On the other hand, the same automation of failover, cluster based replication and availability can be achieved with database cluster, replica set, multi-DC failover, connection pooling etc. which comes with the topology for deployment of a database server.
If it makes no difference to data access, then the database server can be moved to its own container with availability during container restarts.
MySQL did a performance study on the container with regard to the above-mentioned three usages. They measured I/O and network overhead and compared the results to a stock instance of MySQL. Heavy I/O bound load gave rather even results There is neither I/O nor network overhead in this case. Then the buffer pool size was scaled up and there was significant overhead from container usage as compared to the stock instance.

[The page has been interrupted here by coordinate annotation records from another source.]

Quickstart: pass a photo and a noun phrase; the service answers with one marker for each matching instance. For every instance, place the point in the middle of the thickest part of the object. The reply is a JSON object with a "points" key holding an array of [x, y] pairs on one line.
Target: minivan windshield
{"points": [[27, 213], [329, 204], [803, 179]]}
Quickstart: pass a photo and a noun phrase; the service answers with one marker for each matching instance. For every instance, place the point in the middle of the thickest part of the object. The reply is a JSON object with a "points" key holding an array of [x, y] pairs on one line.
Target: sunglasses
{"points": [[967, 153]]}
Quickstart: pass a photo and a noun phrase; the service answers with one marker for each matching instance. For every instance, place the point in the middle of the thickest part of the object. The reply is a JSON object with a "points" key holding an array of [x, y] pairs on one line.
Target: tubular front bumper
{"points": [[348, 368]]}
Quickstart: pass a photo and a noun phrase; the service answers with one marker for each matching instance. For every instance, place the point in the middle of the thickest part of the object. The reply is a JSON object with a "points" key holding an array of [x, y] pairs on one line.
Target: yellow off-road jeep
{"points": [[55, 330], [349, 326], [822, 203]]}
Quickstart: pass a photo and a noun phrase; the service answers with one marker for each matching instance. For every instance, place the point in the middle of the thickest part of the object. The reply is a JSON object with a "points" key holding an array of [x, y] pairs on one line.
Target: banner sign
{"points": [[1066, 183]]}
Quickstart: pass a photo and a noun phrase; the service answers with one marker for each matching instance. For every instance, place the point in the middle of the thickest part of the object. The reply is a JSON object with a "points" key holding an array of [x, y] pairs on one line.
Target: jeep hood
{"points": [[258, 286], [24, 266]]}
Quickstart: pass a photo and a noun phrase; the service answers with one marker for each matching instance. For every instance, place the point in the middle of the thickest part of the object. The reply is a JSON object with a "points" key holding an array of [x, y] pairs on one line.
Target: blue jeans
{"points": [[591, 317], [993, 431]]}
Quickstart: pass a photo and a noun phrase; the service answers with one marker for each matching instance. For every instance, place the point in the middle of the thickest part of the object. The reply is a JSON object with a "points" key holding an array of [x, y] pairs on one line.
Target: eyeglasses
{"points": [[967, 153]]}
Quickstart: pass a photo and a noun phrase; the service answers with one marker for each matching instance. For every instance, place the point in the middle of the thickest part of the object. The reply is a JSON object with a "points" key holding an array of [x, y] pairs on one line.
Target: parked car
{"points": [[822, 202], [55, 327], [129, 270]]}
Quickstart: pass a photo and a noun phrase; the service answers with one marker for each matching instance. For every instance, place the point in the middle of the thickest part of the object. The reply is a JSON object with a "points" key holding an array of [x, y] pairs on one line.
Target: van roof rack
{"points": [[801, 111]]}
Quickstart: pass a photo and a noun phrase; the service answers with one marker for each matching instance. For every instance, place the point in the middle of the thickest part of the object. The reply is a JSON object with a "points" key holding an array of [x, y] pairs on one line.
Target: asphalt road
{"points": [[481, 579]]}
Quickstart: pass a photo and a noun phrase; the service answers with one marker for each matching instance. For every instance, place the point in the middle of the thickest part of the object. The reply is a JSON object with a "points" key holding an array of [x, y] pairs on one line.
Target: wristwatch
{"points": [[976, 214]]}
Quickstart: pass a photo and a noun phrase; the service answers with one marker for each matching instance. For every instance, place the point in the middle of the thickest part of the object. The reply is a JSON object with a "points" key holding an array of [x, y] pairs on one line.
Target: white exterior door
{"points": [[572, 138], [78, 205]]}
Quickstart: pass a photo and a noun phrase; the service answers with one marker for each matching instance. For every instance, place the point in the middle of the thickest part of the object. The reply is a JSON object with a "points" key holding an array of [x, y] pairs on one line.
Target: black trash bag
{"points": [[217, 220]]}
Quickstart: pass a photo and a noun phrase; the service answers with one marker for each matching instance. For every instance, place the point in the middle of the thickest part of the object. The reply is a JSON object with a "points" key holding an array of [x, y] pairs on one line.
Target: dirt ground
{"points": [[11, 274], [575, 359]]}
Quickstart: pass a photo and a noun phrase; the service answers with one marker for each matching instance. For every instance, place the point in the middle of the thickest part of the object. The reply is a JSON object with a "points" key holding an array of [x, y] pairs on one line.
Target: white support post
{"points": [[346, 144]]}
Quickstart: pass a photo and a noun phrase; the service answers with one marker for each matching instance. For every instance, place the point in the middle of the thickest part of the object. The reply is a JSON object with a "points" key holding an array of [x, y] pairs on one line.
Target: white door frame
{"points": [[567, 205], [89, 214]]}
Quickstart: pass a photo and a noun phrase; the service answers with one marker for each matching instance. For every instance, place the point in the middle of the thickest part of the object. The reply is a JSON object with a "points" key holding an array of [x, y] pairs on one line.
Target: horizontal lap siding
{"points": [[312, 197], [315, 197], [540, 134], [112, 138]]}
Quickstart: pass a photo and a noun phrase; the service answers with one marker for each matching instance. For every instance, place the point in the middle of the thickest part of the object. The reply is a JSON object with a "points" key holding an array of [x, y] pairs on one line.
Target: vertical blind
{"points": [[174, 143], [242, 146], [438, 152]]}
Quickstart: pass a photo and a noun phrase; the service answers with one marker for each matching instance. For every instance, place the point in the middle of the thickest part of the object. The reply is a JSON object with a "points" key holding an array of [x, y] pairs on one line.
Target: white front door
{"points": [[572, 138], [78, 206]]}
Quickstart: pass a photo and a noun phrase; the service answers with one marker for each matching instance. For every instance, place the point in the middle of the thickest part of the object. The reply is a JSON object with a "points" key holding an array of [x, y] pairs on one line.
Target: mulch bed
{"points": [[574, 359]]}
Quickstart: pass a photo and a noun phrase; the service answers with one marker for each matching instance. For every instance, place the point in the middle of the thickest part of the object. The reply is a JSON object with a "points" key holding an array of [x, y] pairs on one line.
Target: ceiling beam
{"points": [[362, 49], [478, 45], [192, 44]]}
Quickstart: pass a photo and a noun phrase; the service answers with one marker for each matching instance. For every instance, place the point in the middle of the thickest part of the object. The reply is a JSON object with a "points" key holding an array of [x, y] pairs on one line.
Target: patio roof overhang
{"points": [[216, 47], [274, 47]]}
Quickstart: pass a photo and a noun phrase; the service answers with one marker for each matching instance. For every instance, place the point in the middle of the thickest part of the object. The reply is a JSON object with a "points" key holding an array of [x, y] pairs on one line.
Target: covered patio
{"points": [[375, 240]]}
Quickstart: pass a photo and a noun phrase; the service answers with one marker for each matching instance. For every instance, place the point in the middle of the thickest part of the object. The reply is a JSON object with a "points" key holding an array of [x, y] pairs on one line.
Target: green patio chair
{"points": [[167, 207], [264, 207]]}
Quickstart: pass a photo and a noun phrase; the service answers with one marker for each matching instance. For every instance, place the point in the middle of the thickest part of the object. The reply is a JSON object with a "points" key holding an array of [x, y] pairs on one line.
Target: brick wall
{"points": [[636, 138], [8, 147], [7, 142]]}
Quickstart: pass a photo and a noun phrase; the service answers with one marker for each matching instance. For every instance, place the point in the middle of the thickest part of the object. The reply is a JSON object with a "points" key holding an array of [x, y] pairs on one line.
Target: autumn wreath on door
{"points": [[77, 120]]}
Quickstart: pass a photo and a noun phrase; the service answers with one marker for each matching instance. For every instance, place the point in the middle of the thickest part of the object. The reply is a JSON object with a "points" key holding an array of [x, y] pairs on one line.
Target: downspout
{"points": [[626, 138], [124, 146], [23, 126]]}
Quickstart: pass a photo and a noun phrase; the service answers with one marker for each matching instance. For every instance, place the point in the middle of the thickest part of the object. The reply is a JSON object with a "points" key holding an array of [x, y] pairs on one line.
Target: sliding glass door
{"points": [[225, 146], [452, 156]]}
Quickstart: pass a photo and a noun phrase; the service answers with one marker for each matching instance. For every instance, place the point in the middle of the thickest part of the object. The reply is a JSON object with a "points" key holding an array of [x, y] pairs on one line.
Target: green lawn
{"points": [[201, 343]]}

There is a lot of inefficiency introduced with the container networking when the data does not reside local to the host, which is usually the case when the data grows larger than most storage on host virtual machines. First there is the overhead from the bridged network. Second there is the overhead for access of a remote volume over a mount point via the distributed file system. Compare this to the direct access of a database via a gateway-routed connection. Sure if the user can tolerate a minute of delay from service or container restarts and the usages are sporadic or shallow, then these don’t matter. For more involved access to a database, where the query execution in the order of milliseconds, matter disk access latencies are nothing in comparison to the monstrous network delay we introduce for relays of the data over the network. Why then should we not push the database server closer to the data?